|Office of the Attorney General - State of Texas
July 14, 1999
Mr. Oscar G. Trevino
Dear Mr. Trevino:
You have asked whether certain information is subject to required public disclosure under the Public Information Act (the "act"), chapter 552 of the Government Code. Your request was assigned ID# 125900.
The Mercedes Independent School District (the "district"), which you represent, received a request for a variety of information relating to the conduct and licensure of Ms. Vivian Ortega. The request was made as part of an investigation conducted by the State Board of Educator Certification. Although you indicate that you have released much of the requested information, you claim that the submitted information is excepted from disclosure under section 552.101 of the Government Code in conjunction with the federal Family Educational Rights and Privacy Act of 1974 ("FERPA"), 20 U.S.C. § 1232g and section 21.355 of the Education Code. We have considered the exception you claim and reviewed the submitted information.
Section 552.101 excepts from disclosure information considered to be confidential by law, either constitutional, statutory, or by judicial. This section encompasses information protected by other statutes. We note that you have redacted information which apparently identifies a particular student. Such information is subject to FERPA and sections 552.114 and 552.026 of the Government Code. FERPA specifies the conditions of release of "education records" and prohibits release except as so provided. "Education records" are records that
(i) contain information directly related to a student; and
(ii) are maintained by an educational agency or institution or by a person acting for such agency or institution.
20 U.S.C. § 1232g(a)(4)(A). See also Open Records Decision Nos. 462 (1987), 447 (1986).
An educational agency or institution subject to FERPA may disclose personally identifiable information from education records, without first obtaining the parent's prior written consent, when the agency or institution seeks advice from the Attorney General whether a particular disclosure would violate FERPA. See 20 U.S.C. §§ 1232(g)(b)(C), (b)(3) and (b)(5). However, in Open Records Decision No. 634 (1995), this office held: (1) an educational agency or institution may withhold from public disclosure information that is protected by FERPA without the necessity of requesting an attorney general decision, and (2) an educational agency or institution that is state-funded may withhold from public disclosure information that is excepted from required public disclosure by section 552.114 as a "student record," insofar as the "student record" is protected by FERPA, without the necessity of requesting an attorney general decision as to that exception. Thus, where an institution is unsure of the application of FERPA to specific information, it may disclose that information to this office for review. As you have requested our opinion in this case, we find that the redacted information may only be released in accordance with the provisions of FERPA.
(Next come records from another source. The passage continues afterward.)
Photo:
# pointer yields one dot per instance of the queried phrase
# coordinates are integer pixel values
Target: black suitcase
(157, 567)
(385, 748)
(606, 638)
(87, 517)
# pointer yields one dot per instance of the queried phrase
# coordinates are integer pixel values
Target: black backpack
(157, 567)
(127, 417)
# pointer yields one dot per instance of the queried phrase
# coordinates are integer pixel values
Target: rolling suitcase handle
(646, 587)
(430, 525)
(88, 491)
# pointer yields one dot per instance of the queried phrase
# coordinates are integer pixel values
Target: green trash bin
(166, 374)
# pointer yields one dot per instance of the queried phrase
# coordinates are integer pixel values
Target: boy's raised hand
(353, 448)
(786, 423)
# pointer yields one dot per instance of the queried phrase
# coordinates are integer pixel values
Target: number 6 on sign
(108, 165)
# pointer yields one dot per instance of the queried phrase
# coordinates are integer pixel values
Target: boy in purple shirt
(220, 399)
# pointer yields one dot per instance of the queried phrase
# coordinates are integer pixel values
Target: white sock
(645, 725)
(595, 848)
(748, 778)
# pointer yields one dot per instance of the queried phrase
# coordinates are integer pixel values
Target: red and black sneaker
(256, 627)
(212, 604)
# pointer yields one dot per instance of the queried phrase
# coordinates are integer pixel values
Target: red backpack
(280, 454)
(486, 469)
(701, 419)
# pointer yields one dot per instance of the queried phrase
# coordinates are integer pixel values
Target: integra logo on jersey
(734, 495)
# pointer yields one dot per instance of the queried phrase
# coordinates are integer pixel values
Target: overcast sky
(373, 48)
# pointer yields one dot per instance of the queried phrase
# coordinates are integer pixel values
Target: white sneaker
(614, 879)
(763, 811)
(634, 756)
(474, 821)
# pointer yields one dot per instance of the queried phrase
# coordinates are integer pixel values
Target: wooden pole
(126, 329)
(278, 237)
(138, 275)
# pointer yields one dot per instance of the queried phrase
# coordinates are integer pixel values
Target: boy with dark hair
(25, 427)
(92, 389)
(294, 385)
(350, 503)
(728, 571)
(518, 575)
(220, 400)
We note, however, that information may generally be transferred between governmental agencies which are subject to the Public Information Act and have a related administrative aim without destroying the confidential nature of the information. Attorney General Opinion JM-590 (1986); Open Records Decision Nos. 655 (1997), 567 (1990), 561 (1990), 516 (1989). These decisions are grounded in the well settled policy of the state that state agencies should cooperate with each other in the interest of the efficient and economical administration of their statutory duties. See Open Records Decision No. 516 (1989). These decisions also recognize that a release to a state agency is not a release to the public for purposes of Government Code section 552.007, which prohibits the selective disclosure of information, or Government Code section 552.352, which provides criminal penalties for the release of information considered to be confidential. See id. This transfer doctrine does not apply where the conditions of release of the information is specified by a statute such as FERPA. Thus, with the exception of the information subject to FERPA, you may transfer the requested information to the State Board for Educator Certification without waiving the district's ability to raise its discretionary exceptions in the future or implicating breaches of confidentiality.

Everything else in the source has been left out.